Nice, but must not be the major bottleneck. What is a "reference counted"
class?

See above.
I went ahead and tried this, but can't quite understand the results. The
total time it computes is way off. (It says its 8s vs. the actual 14s).
Also, it thinks that only 30% of run time was spent in the main() function.
This can't possibly be right.

It might not be counting time spent in system functions, such as IO
(system vs user time?).

If you want to optimize the above, I'd do this:

Write a simple immutable string type that is initialized with a
pointer and a length, but allocate no memory and does nothing in the
destructor. Include in the string a cached hashcode value, so that the
hashcode need only be calculated once. e.g.

class mystring
{
char const* m_ptr;
std::size_t m_length;
mutable unsigned long m_hashCode;
public:
mystring(char const* ptr, std::size_t length)
:m_ptr(ptr), m_length(length),
m_hashCode(static_cast<unsigned long>(-1))
{
}

unsigned long hashCode() const
{
if (m_hashCode == static_cast<unsigned long>(-1))
{
//calculate hashCode (copy java.lang.String code?)
}
return m_hashCode;
}

char operator[](std::size_t index) const
{
return m_ptr[index];
}

//operator==, <, etc.
//compiler generated destructor, copy, assignment are fine.
};

Read the entire file into a vector<char>.

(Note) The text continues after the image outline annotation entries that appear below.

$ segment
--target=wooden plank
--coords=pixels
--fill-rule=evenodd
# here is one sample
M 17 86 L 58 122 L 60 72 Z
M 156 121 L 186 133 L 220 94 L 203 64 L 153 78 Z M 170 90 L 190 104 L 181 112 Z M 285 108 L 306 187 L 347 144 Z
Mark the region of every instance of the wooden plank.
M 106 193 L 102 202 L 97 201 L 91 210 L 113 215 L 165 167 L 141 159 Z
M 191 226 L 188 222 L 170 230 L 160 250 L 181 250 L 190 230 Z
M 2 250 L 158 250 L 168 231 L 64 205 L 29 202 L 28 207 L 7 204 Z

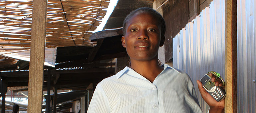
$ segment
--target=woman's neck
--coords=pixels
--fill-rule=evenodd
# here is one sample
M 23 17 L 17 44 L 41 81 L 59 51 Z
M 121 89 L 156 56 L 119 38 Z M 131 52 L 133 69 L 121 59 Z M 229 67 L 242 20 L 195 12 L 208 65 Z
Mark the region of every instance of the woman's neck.
M 146 61 L 131 59 L 130 67 L 151 82 L 164 69 L 164 67 L 159 65 L 158 59 Z

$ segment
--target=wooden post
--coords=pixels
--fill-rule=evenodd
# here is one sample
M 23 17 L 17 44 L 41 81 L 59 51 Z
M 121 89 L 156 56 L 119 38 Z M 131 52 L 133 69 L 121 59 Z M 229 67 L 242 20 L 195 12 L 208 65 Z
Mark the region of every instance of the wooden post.
M 47 0 L 34 0 L 28 113 L 41 113 Z
M 58 97 L 58 89 L 57 86 L 54 87 L 54 96 L 53 99 L 53 113 L 56 113 L 57 104 L 57 98 Z
M 226 0 L 225 112 L 237 112 L 237 0 Z
M 5 93 L 6 93 L 6 81 L 2 79 L 1 87 L 1 94 L 2 95 L 2 105 L 1 106 L 1 113 L 5 113 Z
M 48 69 L 47 71 L 47 97 L 46 99 L 46 113 L 51 113 L 51 69 Z

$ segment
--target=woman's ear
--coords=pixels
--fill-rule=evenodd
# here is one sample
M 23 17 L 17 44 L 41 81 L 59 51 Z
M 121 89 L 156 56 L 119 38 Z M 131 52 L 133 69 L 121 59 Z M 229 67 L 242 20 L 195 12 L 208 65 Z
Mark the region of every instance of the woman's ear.
M 123 47 L 124 48 L 125 48 L 126 47 L 126 44 L 125 44 L 125 39 L 124 36 L 122 36 L 122 44 L 123 45 Z
M 162 47 L 163 46 L 164 46 L 164 44 L 165 43 L 165 37 L 164 36 L 163 36 L 161 37 L 161 41 L 160 41 L 160 42 L 159 47 Z

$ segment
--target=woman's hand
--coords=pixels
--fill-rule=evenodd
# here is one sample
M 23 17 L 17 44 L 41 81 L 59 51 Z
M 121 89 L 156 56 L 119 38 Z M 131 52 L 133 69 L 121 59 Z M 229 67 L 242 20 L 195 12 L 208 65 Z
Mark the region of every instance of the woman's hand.
M 222 81 L 220 78 L 218 77 L 216 79 L 216 76 L 212 73 L 209 73 L 208 75 L 212 77 L 211 81 L 215 82 L 215 86 L 222 87 L 223 89 L 225 89 L 224 86 L 222 86 L 223 83 L 222 83 Z M 220 101 L 217 102 L 203 87 L 201 81 L 199 80 L 197 80 L 196 82 L 198 85 L 198 88 L 201 93 L 202 98 L 210 106 L 209 113 L 224 113 L 225 99 Z

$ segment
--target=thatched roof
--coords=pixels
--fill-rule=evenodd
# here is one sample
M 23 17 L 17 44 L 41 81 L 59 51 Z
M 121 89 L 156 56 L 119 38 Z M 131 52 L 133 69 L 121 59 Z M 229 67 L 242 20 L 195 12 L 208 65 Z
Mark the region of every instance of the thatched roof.
M 48 0 L 46 47 L 92 46 L 88 38 L 109 1 Z M 30 48 L 32 5 L 33 0 L 0 0 L 0 51 Z

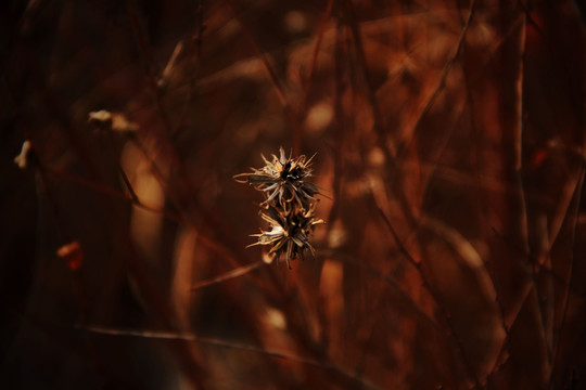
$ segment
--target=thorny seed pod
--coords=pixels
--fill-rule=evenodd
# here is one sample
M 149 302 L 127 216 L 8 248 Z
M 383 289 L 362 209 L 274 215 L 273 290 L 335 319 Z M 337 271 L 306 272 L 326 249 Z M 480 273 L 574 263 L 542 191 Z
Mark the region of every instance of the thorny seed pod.
M 258 242 L 249 245 L 249 247 L 271 245 L 272 248 L 269 250 L 269 255 L 279 260 L 280 256 L 285 253 L 286 266 L 290 270 L 292 259 L 297 257 L 302 260 L 305 259 L 305 249 L 309 249 L 311 256 L 315 256 L 315 249 L 309 243 L 309 236 L 316 224 L 324 222 L 314 217 L 313 205 L 306 211 L 296 207 L 283 211 L 268 206 L 265 212 L 260 212 L 260 217 L 269 223 L 271 230 L 266 232 L 262 230 L 259 234 L 252 234 L 251 236 L 258 237 Z
M 281 147 L 279 157 L 272 155 L 272 161 L 263 156 L 265 167 L 234 176 L 235 181 L 249 183 L 265 194 L 260 217 L 269 223 L 270 230 L 253 234 L 258 240 L 249 246 L 270 245 L 268 255 L 279 260 L 285 253 L 289 269 L 292 259 L 305 258 L 305 249 L 315 255 L 309 236 L 316 224 L 323 223 L 314 216 L 317 202 L 314 195 L 319 194 L 319 190 L 306 181 L 311 177 L 311 158 L 286 158 Z
M 303 209 L 308 209 L 311 202 L 317 200 L 318 187 L 306 181 L 311 177 L 311 158 L 304 155 L 296 158 L 285 157 L 284 151 L 279 150 L 279 157 L 272 155 L 272 161 L 263 160 L 265 166 L 260 169 L 251 168 L 253 172 L 234 176 L 239 183 L 249 183 L 256 190 L 265 193 L 266 199 L 262 205 L 268 205 L 275 199 L 284 209 L 290 208 L 290 203 L 296 202 Z

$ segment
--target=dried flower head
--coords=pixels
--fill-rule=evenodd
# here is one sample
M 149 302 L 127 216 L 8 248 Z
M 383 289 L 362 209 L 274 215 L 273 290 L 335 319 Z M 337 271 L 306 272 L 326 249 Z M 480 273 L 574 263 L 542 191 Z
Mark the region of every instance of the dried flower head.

Iterate over the vector, adding creating "mystring"s pointing into the
vector for each word. You might also consider replacing ' ' characters
with '\0's, so that you can add c_str() method to mystring that simply
looks like this:
char const* c_str() const
{
return m_ptr;
}

Operate on this new vector<vector<mystring> >.

That should be much much faster, since the memory allocation overhead
will be vastly decreased. If you don't need a vector of lines, just
have an overall vector of words for another speed up. Essentially,
optimization in non-numerical C++ is often about reducing the number
of calls to "new" and "delete", which are often even slower than the
Java versions (new + gc).

Tom
 
K

Karl Heinz Buchegger

Alex said:
[snip]
Other than that, my code in the Java and C++ is quite similar. However, the
parse of a 100k line file took around a second for Java, but more like 17s
for C++ . In fact, using std::set instead of hash_set actually improved
performance to about 15s in C++.

Hmm. Just a quick question:
Are you sure the C++ optimizer run over your code and you are not
timing a debug version?

Especially with container templates the optimizer can often dramatically
reduce execution time.
 
T

Tom Widmer

Alex said:
[snip]
Other than that, my code in the Java and C++ is quite similar. However, the
parse of a 100k line file took around a second for Java, but more like 17s
for C++ . In fact, using std::set instead of hash_set actually improved
performance to about 15s in C++.

Hmm. Just a quick question:
Are you sure the C++ optimizer run over your code and you are not
timing a debug version?

Especially with container templates the optimizer can often dramatically
reduce execution time.

Good point. For GCC, use -O3 as a minimum (you can add architecture
specific optimizations too if you like).